Между тем, угощение шло своим чередом; пили водку, потом стали пить чай с коньяком.
— Чей это дом, дедушка, и почему в нем теперь никто не живет? — спросил Навроцкий.
— А это дом князя Тугоуховского, мой батюшка, да он умер давно уж. Осталась дочка евонная, так она в Питере живет, замужем за каким-то графом. Сюда вовсе не заглядывает. Была лет с десять назад тому, а от тех пор нет. Именье-то крестьяне арендуют, а в усадьбе никого; я один только стерегу. Навернулся было один покупатель, да сумленье его взяло, так и уехал.
— В чем сомненье-то было?
— Да говорили тогда, что в доме все привиденье по ночам ходит, да свет будто в полночь светится в окошках; ну, а правда ли, я того не знаю, да и не было меня здесь в ту пору: жил я в другой деревне, а когда ее барыня продала, то я и переехал сюда.
— Это интересно… А ты, может, не можешь ли, дедушка, показать дом-от? — я тебе заплачу.
— Полно, батюшка, за что тут платить, коли интересно, так я и так покажу.
Часы показывали пять. Было еще совсем светло, но так как окна дома были заколочены наглухо, то в нем было темно. Поэтому старик взял с собой лампу.
Пройдя через двор, он остановился у парадного крыльца, вынул из кармана связку ключей и, отперев дверь, повел Навроцкого вверх по широкой деревянной лестнице, которая от ветхости скрипела под ногами.
Потом отворил дверь в дом и сказал: «Пожалуйте!»
Навроцкий ступил через порог вслед за стариком, который зажег тотчас же лампу.
Чем-то нежилым повеяло на вошедших, как из могильного склепа.

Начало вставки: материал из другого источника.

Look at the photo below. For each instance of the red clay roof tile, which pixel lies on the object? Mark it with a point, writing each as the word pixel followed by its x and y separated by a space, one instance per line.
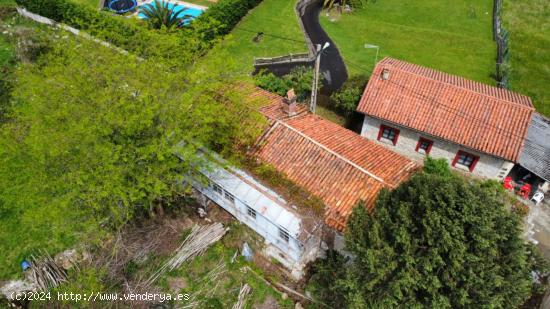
pixel 472 114
pixel 334 163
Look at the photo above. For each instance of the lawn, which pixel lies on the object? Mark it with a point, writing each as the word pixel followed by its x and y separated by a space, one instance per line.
pixel 529 26
pixel 276 18
pixel 453 36
pixel 6 52
pixel 92 3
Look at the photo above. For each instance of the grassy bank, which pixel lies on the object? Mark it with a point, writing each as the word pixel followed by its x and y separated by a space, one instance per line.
pixel 529 25
pixel 282 35
pixel 453 36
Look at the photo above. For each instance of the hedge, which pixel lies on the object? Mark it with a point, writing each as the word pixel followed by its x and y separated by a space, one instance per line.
pixel 122 32
pixel 130 34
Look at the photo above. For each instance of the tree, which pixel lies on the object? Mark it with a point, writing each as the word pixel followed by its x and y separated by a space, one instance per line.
pixel 300 79
pixel 437 241
pixel 160 14
pixel 347 97
pixel 92 138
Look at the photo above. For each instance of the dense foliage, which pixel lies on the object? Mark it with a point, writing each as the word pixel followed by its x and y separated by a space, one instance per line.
pixel 347 98
pixel 91 142
pixel 128 33
pixel 437 241
pixel 300 79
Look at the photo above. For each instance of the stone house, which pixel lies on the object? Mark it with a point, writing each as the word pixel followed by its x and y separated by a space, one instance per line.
pixel 417 111
pixel 335 164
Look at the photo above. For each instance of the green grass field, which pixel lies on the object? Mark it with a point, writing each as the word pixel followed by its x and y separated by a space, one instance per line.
pixel 6 52
pixel 277 19
pixel 529 26
pixel 453 36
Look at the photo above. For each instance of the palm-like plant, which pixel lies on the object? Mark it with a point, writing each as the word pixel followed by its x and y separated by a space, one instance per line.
pixel 159 13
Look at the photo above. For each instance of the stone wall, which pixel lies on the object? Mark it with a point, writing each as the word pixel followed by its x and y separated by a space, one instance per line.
pixel 487 166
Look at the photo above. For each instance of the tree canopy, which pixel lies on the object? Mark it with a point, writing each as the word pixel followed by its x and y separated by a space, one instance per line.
pixel 91 138
pixel 437 241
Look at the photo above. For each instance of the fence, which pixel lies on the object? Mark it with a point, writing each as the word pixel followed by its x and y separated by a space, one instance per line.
pixel 296 59
pixel 501 37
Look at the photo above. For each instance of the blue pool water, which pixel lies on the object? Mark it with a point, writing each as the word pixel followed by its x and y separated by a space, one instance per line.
pixel 176 7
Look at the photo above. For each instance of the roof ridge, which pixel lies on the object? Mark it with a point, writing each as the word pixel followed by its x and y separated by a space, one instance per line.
pixel 339 156
pixel 436 78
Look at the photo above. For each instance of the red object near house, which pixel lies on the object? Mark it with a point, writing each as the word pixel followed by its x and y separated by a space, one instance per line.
pixel 525 190
pixel 508 185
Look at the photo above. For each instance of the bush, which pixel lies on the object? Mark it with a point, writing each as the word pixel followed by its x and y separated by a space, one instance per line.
pixel 129 34
pixel 437 167
pixel 122 32
pixel 347 98
pixel 299 79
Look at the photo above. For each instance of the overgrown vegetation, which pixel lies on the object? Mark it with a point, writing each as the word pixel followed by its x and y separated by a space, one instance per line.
pixel 347 98
pixel 529 25
pixel 437 241
pixel 92 141
pixel 300 79
pixel 289 190
pixel 181 47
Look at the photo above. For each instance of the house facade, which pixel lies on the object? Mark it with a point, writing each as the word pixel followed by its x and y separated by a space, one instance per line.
pixel 335 164
pixel 417 111
pixel 417 145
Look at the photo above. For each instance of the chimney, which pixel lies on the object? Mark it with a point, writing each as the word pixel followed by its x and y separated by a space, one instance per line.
pixel 289 105
pixel 385 74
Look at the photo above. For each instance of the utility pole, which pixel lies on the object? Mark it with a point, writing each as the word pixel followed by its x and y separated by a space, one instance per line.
pixel 313 105
pixel 375 47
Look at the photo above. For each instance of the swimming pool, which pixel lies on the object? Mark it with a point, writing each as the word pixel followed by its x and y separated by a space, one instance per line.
pixel 194 12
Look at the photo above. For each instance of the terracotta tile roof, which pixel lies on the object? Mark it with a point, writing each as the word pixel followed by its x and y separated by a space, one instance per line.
pixel 333 163
pixel 472 114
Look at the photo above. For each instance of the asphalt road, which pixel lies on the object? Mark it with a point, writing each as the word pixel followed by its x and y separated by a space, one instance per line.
pixel 332 64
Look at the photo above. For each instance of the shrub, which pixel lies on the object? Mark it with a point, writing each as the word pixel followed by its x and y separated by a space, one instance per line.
pixel 299 79
pixel 122 32
pixel 129 34
pixel 346 98
pixel 437 167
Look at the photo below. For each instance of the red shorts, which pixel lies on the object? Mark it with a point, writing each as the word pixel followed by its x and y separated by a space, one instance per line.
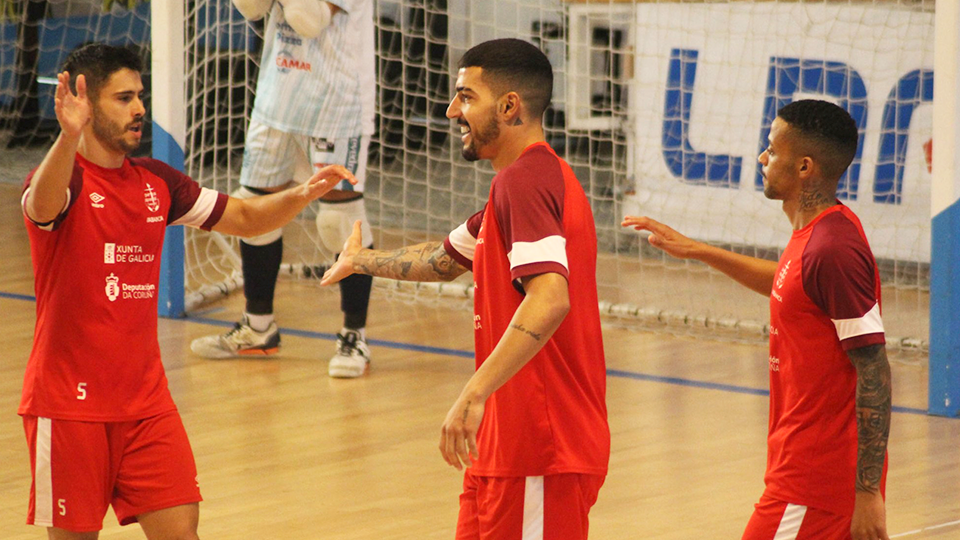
pixel 773 519
pixel 551 507
pixel 79 468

Среди громадных комнат царил густой мрак, едва рассеиваемый слабым светом лампы.
Гулко раздавались шаги, скрипел под ногами ветхий паркетный пол.
Комнаты были почти пусты; дорогие обои висели клочьями; зеркала и люстры покрыты густым слоем пыли.
Вошли в большой зал; он был уставлен старинной мебелью с позолотой, едва заметной под слоем пыли. Висело по стенам множество портретов, но все они от времени настолько потемнели и покрылись пылью, что не было решительно никакой возможности рассмотреть их.